Last month, the Ontario Securities Commission (OSC) released a report on research performed in conjunction with the Behavioral Insights Team (the BIT) into the role that artificial intelligence (AI) plays in supporting retail investor decision making. The OSC then published a follow-up report with the BIT with the assistance of the consultancy firm Behavioural Insights Team Canada entitled Artificial Intelligence and Retail Investing: Scams and Effective Countermeasures. The newest report explores how malicious actors are increasingly exploiting AI capabilities to deceive investors and orchestrate fraudulent schemes.

The OSC collaborated with the BIT to provide a research-based overview of:

  • The use of AI to conduct financial scams and other fraudulent activities, including how:
    • Scammers use AI to increase the efficacy of their financial scams;
    • AI distorts information and promotes disinformation and/or misinformation;
    • Effectively people distinguish accurate information from AI-generated disinformation and/or misinformation;
    • The promise of AI products and services are used to scam and defraud retail investors; and
  • The mitigation techniques that can be used to inhibit financial scams and other fraudulent activities that use AI at both the system and individual levels.

To achieve this, the teams employed two research streams:

  • A literature and environmental scan to understand current trends in AI-enabled online scams, and a review of mitigation strategies to protect consumers.
  • A behavioural science experiment to assess the effectiveness of two types of mitigation strategies in reducing susceptibility to AI-enhanced investment scams.

The report concluded that AI-enhanced scams pose significantly more risk to investors, with participants investing 22% more in these scams compared to conventional ones. Malicious actors are effectively deceiving investors by:

  • Using generative AI technologies to ‘turbocharge common investment scams’ by increasing their reach, efficiency and effectiveness;
  • Developing new types of scams that would have otherwise been impossible without AI, like deepfakes and voice cloning; and
  • Exploiting the promise of AI through false claims of ‘AI investment opportunities.’

To address these heightened risks, the report identified promising strategies that could mitigate the harms associated with AI-related investment scams:

  • System-level mitigations which limit the risk of scams across all (or a large pool of) investors; and
  • Individual-level mitigations which help individual investors in detecting and avoiding scams.

Some platforms already use mitigation techniques, including by filtering content, and disabling accounts that spread disinformation.

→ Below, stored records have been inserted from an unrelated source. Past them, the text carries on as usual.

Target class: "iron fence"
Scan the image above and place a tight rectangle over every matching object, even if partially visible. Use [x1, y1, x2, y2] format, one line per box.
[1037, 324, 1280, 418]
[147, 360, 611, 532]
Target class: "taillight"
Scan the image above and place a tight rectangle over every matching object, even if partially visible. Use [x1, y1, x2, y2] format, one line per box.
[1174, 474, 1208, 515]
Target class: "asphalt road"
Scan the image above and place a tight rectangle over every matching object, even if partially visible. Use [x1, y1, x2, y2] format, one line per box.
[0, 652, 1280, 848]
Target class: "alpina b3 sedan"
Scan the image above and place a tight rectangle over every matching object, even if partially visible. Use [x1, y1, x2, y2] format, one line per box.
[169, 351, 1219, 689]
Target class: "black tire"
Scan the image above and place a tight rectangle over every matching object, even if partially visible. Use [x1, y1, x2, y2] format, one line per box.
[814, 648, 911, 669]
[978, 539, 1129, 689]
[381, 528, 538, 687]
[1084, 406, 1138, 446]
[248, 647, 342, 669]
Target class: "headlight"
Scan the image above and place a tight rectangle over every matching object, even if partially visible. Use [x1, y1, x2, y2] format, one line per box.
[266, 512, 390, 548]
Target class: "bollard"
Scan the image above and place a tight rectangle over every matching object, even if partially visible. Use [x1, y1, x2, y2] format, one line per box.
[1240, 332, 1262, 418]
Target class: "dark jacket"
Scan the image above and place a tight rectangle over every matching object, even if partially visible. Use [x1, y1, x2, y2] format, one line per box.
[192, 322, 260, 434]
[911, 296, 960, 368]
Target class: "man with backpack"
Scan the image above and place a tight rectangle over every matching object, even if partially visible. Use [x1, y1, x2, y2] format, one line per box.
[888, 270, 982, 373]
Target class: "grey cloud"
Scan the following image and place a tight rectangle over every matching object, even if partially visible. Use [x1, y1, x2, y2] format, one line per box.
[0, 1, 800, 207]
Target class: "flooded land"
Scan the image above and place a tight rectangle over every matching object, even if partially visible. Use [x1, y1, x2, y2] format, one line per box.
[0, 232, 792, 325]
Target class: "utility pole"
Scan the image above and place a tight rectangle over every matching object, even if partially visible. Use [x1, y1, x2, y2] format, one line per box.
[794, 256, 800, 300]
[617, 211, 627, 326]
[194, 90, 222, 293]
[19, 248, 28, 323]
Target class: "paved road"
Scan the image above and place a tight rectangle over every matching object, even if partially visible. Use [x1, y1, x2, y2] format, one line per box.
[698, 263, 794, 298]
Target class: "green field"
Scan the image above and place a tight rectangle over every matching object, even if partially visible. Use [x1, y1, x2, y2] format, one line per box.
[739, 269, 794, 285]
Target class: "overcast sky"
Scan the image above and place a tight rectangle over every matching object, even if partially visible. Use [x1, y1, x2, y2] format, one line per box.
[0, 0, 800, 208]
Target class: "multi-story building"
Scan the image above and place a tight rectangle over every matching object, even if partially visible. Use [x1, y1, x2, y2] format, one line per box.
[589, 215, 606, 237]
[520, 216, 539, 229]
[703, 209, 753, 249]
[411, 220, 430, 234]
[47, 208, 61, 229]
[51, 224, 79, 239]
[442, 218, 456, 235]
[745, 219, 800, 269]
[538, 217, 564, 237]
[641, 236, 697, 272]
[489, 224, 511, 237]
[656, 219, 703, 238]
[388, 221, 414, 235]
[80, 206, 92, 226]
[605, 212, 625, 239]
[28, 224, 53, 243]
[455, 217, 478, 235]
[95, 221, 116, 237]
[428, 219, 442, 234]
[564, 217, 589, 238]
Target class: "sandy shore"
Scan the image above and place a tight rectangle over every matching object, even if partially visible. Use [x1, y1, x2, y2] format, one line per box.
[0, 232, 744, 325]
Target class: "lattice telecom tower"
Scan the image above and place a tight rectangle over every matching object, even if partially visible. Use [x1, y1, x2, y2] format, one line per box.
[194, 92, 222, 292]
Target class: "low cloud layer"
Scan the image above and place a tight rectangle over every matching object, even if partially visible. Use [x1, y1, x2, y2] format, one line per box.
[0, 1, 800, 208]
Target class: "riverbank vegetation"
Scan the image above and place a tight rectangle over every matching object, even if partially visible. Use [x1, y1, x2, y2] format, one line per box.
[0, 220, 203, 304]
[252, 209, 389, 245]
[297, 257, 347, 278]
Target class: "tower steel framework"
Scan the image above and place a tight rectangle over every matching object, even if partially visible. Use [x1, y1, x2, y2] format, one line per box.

The report found that preventative techniques, including both system-level mitigations and individual-level mitigations, may be needed for retail investor protection. On an individual level, techniques such as the inoculation technique and web browser plug-ins that flag potential ‘high-risk’ opportunities, proved effective in significantly reducing the impact of these scams. The ‘inoculation technique’ involves providing users with high-level guidance on scam awareness before they encounter specific investment opportunities. The use of the web-browser plug-in reduced investment in fraudulent investment opportunities by a statistically significant 31%.

A related report, entitled Gamification Revisited: New Experimental Findings in Retail Investing, summaries research conducted by the OSC with the BIT into the effects of digital engagement practices on investor behaviour. The intent of the experiment was to measure the influence of non-expert, social information on the trading behaviour of Canadians. The experiment indicated that participants in the social interactions feed, which enable platform users to interact with other users, made 12% more of the total volume of their trades in promoted stocks compared to the control group. Participants exposed to copy trading conditions, where functionality of the platform allows users to copy the trades of other profiled users, made 18% more of the total volume of their trades in the promoted stocks. The findings could mean that socially based engagement techniques can influence behaviour by encouraging trading in specific assets.

The report recommended that regulators consider whether to limit digital trading platforms from using digital engagement practices that can compromise investor protection, potentially including points, top traded lists, social interaction feeds and copy trading, and to continue gathering data to measure the impact of these types of practices.

Reports such as these may be good indicators of areas where future regulation, additional guidance or consultations may be forthcoming.